Pero entonces... un solo comentario. Una opinión. Una actitud. Una forma de hablar. Algo que te revuelve todo lo que hay por dentro, todo ese dolor que siempre estuvo ahí. Algo que te hace ver que nada ha cambiado en esa persona, por mucho que tú hayas expresado tu dolor, tu frustración, tu rabia. Algo que te hace más daño que si volvieras a revivir todo aquello, porque es como la evidencia de que ninguna justicia es posible (y el perdón es una forma de justicia), de que el agresor ni se siente agresor ni, probablemente, ha pensado nunca en cómo te sientes tú. El problema eres tú, te dice y te repite. Como si tú no hubieras vivido tú propia vida, cómo si no supieras de dónde viene todo. Y pides venganza, y te sientes rabioso, y cada pequeño paso que hayas podido dar durante meses, años... se convierte en nada: no eres más que eso, un niño cabreado que pide que le traten como cree que se merece. Un vacío que va alimentando se vacío, o la pescadilla que se muerde la cola.
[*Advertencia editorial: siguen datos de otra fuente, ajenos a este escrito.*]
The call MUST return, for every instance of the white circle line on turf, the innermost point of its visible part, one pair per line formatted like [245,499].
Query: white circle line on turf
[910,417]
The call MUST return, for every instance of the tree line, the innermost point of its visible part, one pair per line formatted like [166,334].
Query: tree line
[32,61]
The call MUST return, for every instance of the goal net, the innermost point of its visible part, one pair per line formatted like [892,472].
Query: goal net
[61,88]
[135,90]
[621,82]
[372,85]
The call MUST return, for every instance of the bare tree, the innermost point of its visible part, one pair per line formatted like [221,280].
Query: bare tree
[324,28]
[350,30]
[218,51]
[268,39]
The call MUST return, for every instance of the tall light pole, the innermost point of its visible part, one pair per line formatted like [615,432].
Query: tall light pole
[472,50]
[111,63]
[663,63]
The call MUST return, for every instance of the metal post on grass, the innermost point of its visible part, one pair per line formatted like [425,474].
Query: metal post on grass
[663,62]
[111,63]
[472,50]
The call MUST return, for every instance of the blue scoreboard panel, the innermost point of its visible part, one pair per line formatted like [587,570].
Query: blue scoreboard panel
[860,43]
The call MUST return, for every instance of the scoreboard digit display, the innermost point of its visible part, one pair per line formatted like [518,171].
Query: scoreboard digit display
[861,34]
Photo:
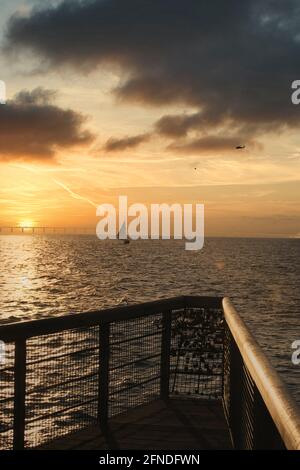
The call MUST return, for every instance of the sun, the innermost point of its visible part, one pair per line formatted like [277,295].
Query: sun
[26,223]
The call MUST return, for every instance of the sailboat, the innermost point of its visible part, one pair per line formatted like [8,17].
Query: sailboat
[122,235]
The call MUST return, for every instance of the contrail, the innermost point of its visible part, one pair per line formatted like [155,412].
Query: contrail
[74,195]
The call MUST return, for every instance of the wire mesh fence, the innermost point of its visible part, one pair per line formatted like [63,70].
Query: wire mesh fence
[69,373]
[197,353]
[7,378]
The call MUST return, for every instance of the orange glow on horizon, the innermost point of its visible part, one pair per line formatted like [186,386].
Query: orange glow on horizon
[26,223]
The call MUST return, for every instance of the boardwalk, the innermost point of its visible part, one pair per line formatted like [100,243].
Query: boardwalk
[175,425]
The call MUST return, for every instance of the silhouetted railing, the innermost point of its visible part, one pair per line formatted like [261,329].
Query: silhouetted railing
[66,373]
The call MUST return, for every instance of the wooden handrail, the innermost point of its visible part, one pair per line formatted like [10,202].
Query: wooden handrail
[27,329]
[281,406]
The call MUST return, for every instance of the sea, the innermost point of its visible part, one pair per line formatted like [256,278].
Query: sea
[48,275]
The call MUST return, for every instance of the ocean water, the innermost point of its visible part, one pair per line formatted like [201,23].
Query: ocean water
[43,276]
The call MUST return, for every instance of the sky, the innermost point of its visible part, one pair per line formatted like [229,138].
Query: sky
[150,99]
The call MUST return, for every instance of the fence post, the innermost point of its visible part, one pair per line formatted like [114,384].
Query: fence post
[103,390]
[235,393]
[19,394]
[165,355]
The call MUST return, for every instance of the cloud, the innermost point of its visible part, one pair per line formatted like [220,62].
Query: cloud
[206,145]
[232,61]
[32,127]
[113,144]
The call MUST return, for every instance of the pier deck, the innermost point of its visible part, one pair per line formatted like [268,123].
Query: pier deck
[171,425]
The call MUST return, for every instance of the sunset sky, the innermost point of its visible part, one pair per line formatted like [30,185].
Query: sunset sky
[114,97]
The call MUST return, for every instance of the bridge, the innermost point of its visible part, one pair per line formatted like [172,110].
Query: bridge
[38,230]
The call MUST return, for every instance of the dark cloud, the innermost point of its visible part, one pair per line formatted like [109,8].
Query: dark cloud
[233,61]
[212,143]
[33,127]
[113,145]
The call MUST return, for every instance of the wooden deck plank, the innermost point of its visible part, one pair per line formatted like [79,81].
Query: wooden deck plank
[176,424]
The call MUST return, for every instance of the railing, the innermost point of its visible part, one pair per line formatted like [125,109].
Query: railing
[66,373]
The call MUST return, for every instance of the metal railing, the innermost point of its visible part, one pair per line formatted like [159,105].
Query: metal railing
[66,373]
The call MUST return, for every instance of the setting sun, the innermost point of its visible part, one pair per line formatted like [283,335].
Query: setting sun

Y el agresor te mira, como un caso imposible, y piensa a lo mejor en sus otros hijos -tan normales, tan correctos siempre- y te ve como lo que quiere verte: el perrito feo de la camada. El hijo que le salíó mal. El problemático.
Tú mismo terminas por verte de esa forma, y acabas odiándote. Mientras el agresor -ajeno a todo esto- vive su vida y se lo pasa en grande (veraneo, vacaciones de Navidad en la sierra) y le habla a otra gente de ti como un problema que, también lo cuenta, le está saliendo carísimo. Como el que tiene un hijo tonto.